By Agatha Aduro
- Title: Glowfly Dance
- Author: Jade Gibson
- Publisher: Umuzi
- Number of pages: 438
- Year of publication: 2015
- Category: Fiction
People think that when you are fourteen you know nothing, but I have seen so much, I have a thousand stories, burning and shining and rising within me, and all I can do is try to catch them, one by one, because I only have the moments, fading in and out, when everything else is gone (p 7).
This is how Jade Gibson introduces us to Mai, the major protagonist of Glowfly Dance. The entire first chapter is an innocuous, nearly idyllic introduction to the book, and it speaks of glowflies, the smell of blood oranges and of dancing and cherry blossoms. The reader is completely in the dark regarding the horrors that are lurking in the subsequent chapters.
Stories of child abuse and intimate partner violence are often terrifying in themselves. Glowfly Dance however takes on a chilling quality for being told in the words and the voice of a child. Gibson has managed to preserve some of Mai’s innocence, in the way she views the world and life outside her home:
The world is a big place. Up there there’s the big space of the sky stretching out. [It] is the summer of outside-ness, never indoors (p 33).

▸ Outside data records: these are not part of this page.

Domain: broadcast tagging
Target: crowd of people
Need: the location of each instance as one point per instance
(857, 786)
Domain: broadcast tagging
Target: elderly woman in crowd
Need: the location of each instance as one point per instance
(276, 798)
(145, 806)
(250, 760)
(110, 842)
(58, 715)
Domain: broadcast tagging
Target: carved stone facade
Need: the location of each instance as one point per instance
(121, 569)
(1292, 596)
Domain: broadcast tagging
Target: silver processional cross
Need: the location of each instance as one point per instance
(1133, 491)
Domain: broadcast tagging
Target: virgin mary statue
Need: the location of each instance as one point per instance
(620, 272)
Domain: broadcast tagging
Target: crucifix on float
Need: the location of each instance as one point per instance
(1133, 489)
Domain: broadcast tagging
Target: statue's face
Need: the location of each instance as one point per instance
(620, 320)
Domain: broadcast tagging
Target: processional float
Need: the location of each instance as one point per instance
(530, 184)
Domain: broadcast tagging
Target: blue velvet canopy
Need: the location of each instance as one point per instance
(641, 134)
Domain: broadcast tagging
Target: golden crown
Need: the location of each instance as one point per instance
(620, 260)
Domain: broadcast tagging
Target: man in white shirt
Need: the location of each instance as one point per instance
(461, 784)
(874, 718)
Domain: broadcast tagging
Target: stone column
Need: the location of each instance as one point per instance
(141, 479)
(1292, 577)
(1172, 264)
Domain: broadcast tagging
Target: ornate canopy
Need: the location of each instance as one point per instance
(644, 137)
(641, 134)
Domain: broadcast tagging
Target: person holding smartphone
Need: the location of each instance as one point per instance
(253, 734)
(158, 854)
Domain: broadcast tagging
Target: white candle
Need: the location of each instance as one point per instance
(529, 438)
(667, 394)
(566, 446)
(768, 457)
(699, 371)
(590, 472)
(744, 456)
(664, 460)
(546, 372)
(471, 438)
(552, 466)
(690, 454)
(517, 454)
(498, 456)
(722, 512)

I have two boyfriends at school. One is called Timothy. He is fair haired [sic] and good-looking, and the other one is John, who is a bit slow and tubby with dark hair. They are best friends in class. John is still on the beginner readers and Timothy is on the advanced series. When I grow up I’m going to marry both of them. Timothy is lively and funny and outgoing, so I’m going to go to parties with him, and John is going to stay back and do the cooking and cleaning because he likes to stay at home. They both agree it is the best solution (p 55).
Yet, Mai is burdened with the knowledge and experiences of domestic violence, both physical and sexual, that colour her home life:
His red car arrives on Fridays.
Red car, red car. When we see it, something goes cold inside us, and
we stop living. When we see the car, we stop playing and go very quiet. We hear its engine coming up the road, creeping along almost noiselessly around the corner, sense its redness, freezing us still in the garden, ears perked like dogs. Then it stops outside our house (p 74).
For the reader, it is almost front-row seat insight into how Multiple Personality Disorder is born.
Nevertheless, Glowfly Dance is twenty-seven chapters of beautiful, flowy expressions that make it a delightful read, just for the language itself.
I began before I was born, travelling through the air like the scent of oranges, in the story of my father making love to my mother, the closest I ever got to him – and on my birth certificate, there is a straight dotted line where a father’s name should be, like the horizon he sailed back across. Some things you don’t have to know, because that’s the way it is (p 10).
Glowfly Dance begins in the present but soon subtly shifts into the past, becoming a book of remembrance. Mai is at first a three-year-old girl with oriental features – gifted to her by her absent father – living with her mother and half-sister, Amy. The reader sees her growing into a strong, caring – if somewhat opinionated – girl who thinks ballet is for sissies and that jive and tango are the only real dances. She does not play Mummies and Daddies at school because their version of it is different from her version. In their version, the Daddies go shopping, race their cars and hang out at the pub, and the Mummies stay at home baking cakes and taking care of the children. However, in her version, her mother does all the shopping, cooking, cleaning, and changing of bulbs. And, she is not afraid to fight with anyone who tries to pick on her or bully her at school, on account of her ‘otherness’.
Although there is some want in this single-parent home, love is never lacking, until Rashid comes. Rashid is first Mai’s mother’s boyfriend, then her mother’s abuser and husband, then father of Mai’s other stepsiblings, then abuser of Mai and Amy. Like an audience screaming at their favourite actor on the screen, ‘No, don’t open that door!’, the reader knows it will all end badly, but they cannot look away.
And it does, suddenly.
The reader is left blinking, like one who has emerged out of cavernous darkness into blinding sunshine. After a minute of disorientation, when the reader realises that the book has shifted again and thrust them back in the present, all that is left is outrage. One wants to rail at the injustice of it all. But as life rarely ever gets a fairy tale ending, why should Glowfly Dance be different?
Without sounding preachy or reading like social commentary, Gibson chronicles some of the lived experiences of abused people. As society often finds it easy to blame the abused for staying in the situation, it is pertinent to remind ourselves how strangers, family, the authorities and even society itself sometimes colludes with the abuser to yield disastrous consequences.